Il fallait la laisser, solitaire et pieuse,
S’abreuver de prière et d’indigentes fleurs :
Si peu lui semblait tout ; misère harmonieuse,
Sédentaire à l’église et bornée à ses pleurs.

Il fallait la laisser au long travail penchée,
Du rideau d’un vieux mur bornant son horizon :
Le ciel la regardait sous ses cheveux penchée,
Et quelque doux cantique apaisait sa raison.

Ce qu’elle avait perdu, qui pouvait le lui rendre?
Aux enfants orphelins on ne rend pas les morts ;
Mais seule, jour par jour, elle venait d’apprendre
Qu’un goût divin se mêle aux douleurs sans remords.

Il fallait lui laisser Dieu pleurant avec elle ;
N’en doutez pas,  » Dieu pleurt avec les innocents.  »
Et vous l’avez volée à cet ami fidèle,
Et vous avez versé la terre sur ses sens.

Vous avez dévasté la belle âme ingénue ;
Elle sait aujourd’hui la chute de l’orgueil.
Dieu vous demandera ce qu’elle est devenue :
Pour un ange tombé tout le ciel est en deuil.

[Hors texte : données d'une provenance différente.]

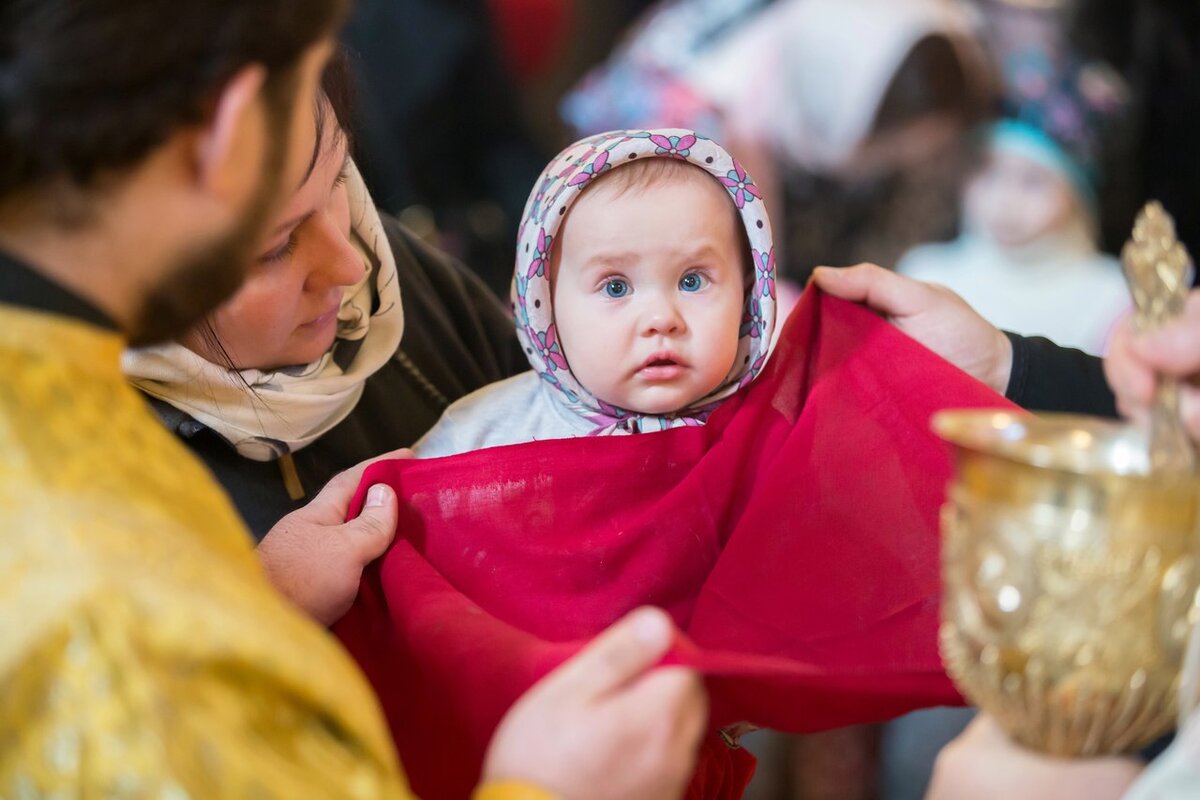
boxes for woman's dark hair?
[196,47,354,381]
[871,36,991,133]
[308,47,354,172]
[0,0,348,198]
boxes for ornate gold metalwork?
[934,411,1200,756]
[1121,203,1195,470]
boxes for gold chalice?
[934,411,1200,756]
[932,205,1200,756]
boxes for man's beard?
[128,112,288,347]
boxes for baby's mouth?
[637,353,686,380]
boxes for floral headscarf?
[512,128,775,434]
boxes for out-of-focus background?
[343,0,1200,799]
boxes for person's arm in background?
[812,264,1116,416]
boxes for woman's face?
[964,149,1076,247]
[181,126,366,369]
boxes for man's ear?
[193,64,269,198]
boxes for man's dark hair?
[0,0,349,198]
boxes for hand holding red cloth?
[335,290,1008,798]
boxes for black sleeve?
[1004,331,1117,417]
[383,215,529,401]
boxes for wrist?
[986,327,1013,395]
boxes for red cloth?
[335,290,1007,798]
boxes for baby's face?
[551,173,746,414]
[964,149,1076,247]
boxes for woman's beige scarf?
[122,163,404,461]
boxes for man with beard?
[0,0,706,800]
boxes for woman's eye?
[604,278,630,297]
[258,233,296,264]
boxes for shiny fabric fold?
[335,290,1009,798]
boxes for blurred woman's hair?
[871,36,995,133]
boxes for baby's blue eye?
[604,278,629,297]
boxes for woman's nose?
[308,215,366,289]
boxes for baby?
[414,130,775,457]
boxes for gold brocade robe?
[0,305,549,800]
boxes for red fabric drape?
[335,290,1007,798]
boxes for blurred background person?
[896,35,1130,354]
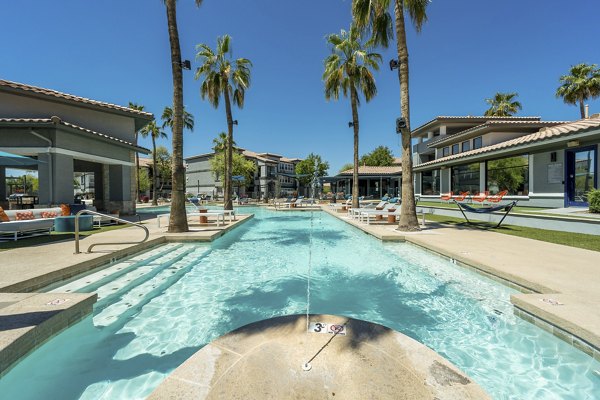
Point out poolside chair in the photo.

Ah! Pour l’avoir tuée en mourrez-vous moins vite?
Le tombeau, qui prend tout, vous fait-il moins d’effroi?
Il prend tout! Comme une ombre affligée ou maudite,
Vous quitterez la terre, en fussiez-vous le roi.

Cherchez : elle est peut-être un peu vivante encore ;
Épousez dans la mort son amer abandon,
Sanctifiez à deux votre nom qu’elle adore,
Et montez l’un par l’autre au céleste pardon!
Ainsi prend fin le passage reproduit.